I like Amazon Singles because I like shorter pieces. In a related matter, I love anthologies. This seems to be not particularly the norm and I heard Stephen King say he thinks people are losing the ability to appreciate short stories. Technically, this is an autobiographical work, but I think the principle remains that people don't seem to know what to do with shorter pieces. For those of us who are fans and for writers, I think these Singles are nice.
That said, this is of course a quick read. I enjoyed it and will talk about it a little, and found it to be very professional, with a lot of depth packed into a shorter work, but I know some Kindle owners who would undoubtedly consider it about a dollar too much. (It's a dollar ninety-nine as I write this.) As always, what someone is willing to pay is an individual decision.
I selected this particular one because I associate the author as being entertaining, at least in the role of actor.

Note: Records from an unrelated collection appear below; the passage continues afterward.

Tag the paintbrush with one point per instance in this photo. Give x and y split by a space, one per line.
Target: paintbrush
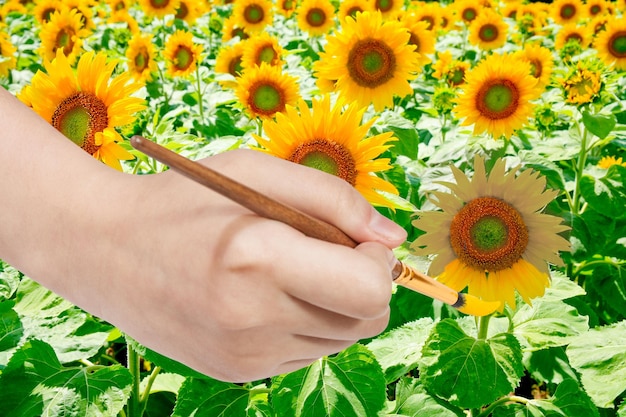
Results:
269 208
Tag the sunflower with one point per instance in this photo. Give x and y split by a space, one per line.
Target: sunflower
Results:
262 48
316 17
86 105
488 31
7 54
141 57
159 8
540 60
253 15
182 54
420 36
611 44
332 139
497 96
350 8
567 11
370 59
64 31
265 90
491 236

Hey, it's more than we know about most writers when reading them for the first time. Anyhow, my instant reaction was interest -- "yeah, I want to read that!" -- and so I purchased. I think others will be drawn to it based on a podcast and some other autobiographical things that I have not seen.
The anecdotes were arranged around the concept of the wild things we do, particularly concerning sex. Mr. Tobolowsky paints himself rather convincingly as a reasonable and even in some ways old-fashioned guy, who has still stumbled into some adventures -- at least two of them involving women who allegedly party for pay or are referred to by others with terms assigned to women in that profession. (Or three, my Google search found him telling an anecdote about ping pong balls.) None of those stories goes in the direction you might think.
I found the stories poignant. There was a moment during the second one where he is asked to essentially have a real life adventure that is a favored coming-of-age movie plot, and he doesn't want it. He finds himself upset and in a quandary as to how to back out of it. The set-up sounds b-movie material, but his place in it is as a human being who is not comfortable in that role. Come to think of it, the third story also shows his ambivalence over engaging in something that doesn't feel right. Still, he isn't judgmental and is humorous and self-deprecating in the telling.
Mr. Tobolowsky tells the stories with a little raunchiness and a lot of heart. Simply really good story telling. He points out that all the crazy things we do in our youth, the embarrassing and even shameful stuff, become what shapes us and where we find wisdom and growth -- and laughter.